Turns out we weren’t the only ones to detect something fishy in the EPA’s falsified evidence and the BLM’s rushed closure of California’s Clear Creek OHV area. The California State Off Highway Motor Vehicle Commission just completed its own risk assessment. Their conclusion? There’s more risk in smoking one cigarette per year than in riding at Clear Creek. Kind of makes us worry about second hand smoke.
In my original article on the subject, FOIA documents revealed that the EPA’s tests were flawed both in method — conducted during a time of year in which the OHV area is closed and using unrealistic vehicle scenarios — and apparently deliberately tampered with as well — despite being closed to the public and with no maintenance on record, the trails had clearly just been roughed up with a bulldozer. FOIA also revealed that the BLM had put pressure on the EPA to remove language from its assessment which suggested there was, in fact, no health risk due to the chrysotile mineral found in the area.
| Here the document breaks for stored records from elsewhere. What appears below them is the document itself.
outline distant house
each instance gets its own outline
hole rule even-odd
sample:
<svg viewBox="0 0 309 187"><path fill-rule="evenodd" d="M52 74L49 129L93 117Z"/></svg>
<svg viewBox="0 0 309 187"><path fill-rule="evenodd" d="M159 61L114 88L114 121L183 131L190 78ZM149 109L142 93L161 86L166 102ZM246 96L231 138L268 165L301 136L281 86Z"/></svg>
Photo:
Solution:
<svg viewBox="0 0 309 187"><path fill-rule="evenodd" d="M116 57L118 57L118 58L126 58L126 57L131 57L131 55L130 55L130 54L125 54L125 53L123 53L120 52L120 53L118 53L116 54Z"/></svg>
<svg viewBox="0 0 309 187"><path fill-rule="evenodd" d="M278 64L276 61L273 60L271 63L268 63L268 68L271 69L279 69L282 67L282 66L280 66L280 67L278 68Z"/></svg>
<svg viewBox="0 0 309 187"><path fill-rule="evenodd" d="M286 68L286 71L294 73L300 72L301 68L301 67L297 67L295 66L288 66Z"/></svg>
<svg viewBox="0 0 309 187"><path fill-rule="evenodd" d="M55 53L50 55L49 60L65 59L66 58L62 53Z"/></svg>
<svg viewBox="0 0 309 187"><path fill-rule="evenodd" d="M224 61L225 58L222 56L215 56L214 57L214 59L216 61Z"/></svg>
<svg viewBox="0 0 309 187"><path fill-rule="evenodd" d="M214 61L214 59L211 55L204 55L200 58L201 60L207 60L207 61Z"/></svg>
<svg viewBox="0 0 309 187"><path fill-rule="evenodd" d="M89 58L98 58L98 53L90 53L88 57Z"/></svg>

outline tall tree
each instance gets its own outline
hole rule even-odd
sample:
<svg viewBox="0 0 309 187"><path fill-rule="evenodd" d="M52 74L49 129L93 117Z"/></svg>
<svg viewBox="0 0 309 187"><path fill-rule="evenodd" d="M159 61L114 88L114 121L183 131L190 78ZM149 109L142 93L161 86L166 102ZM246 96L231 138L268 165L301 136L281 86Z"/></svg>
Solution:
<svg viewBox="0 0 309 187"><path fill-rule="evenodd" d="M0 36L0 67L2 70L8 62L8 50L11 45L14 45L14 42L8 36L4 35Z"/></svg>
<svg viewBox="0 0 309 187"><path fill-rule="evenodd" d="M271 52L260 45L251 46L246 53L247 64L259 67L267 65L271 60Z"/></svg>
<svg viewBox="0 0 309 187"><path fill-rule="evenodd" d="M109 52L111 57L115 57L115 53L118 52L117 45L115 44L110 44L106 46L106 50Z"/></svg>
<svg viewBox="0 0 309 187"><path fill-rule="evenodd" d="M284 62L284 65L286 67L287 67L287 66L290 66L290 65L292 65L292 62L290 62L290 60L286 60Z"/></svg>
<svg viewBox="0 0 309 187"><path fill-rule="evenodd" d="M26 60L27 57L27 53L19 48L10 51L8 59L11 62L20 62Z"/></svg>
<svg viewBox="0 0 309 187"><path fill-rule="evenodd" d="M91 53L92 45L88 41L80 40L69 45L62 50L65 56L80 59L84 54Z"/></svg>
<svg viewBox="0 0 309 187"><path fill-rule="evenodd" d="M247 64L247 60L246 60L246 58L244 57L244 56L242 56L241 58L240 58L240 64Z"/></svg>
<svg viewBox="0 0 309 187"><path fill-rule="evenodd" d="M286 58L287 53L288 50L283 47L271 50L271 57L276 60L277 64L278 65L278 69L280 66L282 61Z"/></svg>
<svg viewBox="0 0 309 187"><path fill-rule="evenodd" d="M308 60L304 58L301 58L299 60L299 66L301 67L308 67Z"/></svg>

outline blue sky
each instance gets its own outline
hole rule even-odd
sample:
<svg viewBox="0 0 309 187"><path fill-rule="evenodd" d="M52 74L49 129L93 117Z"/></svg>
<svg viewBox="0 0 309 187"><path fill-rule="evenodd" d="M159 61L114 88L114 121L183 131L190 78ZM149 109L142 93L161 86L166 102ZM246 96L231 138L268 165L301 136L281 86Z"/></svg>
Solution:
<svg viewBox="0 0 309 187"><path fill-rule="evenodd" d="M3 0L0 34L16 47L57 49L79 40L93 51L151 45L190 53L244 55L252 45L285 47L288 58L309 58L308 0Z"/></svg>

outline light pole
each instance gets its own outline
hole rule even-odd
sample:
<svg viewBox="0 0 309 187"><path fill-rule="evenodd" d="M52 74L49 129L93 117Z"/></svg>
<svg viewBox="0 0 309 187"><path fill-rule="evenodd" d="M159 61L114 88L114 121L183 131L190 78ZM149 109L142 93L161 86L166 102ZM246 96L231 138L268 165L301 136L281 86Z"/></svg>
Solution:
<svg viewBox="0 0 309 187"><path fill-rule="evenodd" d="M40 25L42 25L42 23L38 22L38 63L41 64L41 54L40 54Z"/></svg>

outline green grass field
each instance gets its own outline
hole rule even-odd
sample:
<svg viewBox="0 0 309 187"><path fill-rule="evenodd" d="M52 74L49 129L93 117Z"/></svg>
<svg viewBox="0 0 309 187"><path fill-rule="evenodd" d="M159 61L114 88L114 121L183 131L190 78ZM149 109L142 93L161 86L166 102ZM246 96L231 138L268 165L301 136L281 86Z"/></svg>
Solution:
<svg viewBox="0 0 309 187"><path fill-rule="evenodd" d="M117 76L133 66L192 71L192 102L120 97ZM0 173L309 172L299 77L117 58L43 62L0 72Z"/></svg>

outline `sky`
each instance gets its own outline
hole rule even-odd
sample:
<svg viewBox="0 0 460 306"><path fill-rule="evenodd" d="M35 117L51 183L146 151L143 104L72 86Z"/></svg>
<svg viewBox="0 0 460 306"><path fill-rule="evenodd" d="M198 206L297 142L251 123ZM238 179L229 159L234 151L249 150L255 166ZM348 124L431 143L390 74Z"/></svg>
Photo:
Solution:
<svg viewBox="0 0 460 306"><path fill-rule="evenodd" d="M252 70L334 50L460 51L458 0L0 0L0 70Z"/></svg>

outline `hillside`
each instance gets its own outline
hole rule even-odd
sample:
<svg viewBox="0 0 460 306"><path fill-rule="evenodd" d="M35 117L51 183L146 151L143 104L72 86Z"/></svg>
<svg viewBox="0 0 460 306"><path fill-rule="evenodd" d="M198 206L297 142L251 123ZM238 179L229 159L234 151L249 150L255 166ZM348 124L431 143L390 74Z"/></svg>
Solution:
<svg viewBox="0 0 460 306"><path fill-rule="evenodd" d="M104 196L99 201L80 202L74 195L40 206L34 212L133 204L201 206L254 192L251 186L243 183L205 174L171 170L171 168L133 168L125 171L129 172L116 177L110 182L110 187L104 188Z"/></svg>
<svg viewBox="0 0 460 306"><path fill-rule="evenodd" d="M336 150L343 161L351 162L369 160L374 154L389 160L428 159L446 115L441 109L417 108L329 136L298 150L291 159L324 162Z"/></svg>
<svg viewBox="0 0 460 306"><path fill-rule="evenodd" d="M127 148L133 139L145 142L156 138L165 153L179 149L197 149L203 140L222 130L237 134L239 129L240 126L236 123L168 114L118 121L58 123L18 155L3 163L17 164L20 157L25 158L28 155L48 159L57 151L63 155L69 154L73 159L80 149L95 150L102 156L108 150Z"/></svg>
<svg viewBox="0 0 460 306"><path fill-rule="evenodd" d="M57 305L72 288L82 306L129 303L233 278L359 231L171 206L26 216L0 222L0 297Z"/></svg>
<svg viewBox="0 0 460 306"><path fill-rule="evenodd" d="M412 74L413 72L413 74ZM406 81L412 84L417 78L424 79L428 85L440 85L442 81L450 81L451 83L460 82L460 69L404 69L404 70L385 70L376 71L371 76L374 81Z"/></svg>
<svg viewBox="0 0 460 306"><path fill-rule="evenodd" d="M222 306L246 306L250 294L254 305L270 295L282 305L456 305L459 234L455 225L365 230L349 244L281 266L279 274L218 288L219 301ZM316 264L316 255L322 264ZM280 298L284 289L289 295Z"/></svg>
This new OHMV report is a huge PDF that’s too big to embed here, but you can download the whole thing here. As you can see, this third-party testing calls into question the validity of the EPA’s results and therefore the BLM’s decision to close Clear Creek.
With growing public pressure to see Clear Creek re-opened and questions being asked about it in Congress, it’s looking increasingly likely that the EPA and BLM may have to reverse their wrongdoing.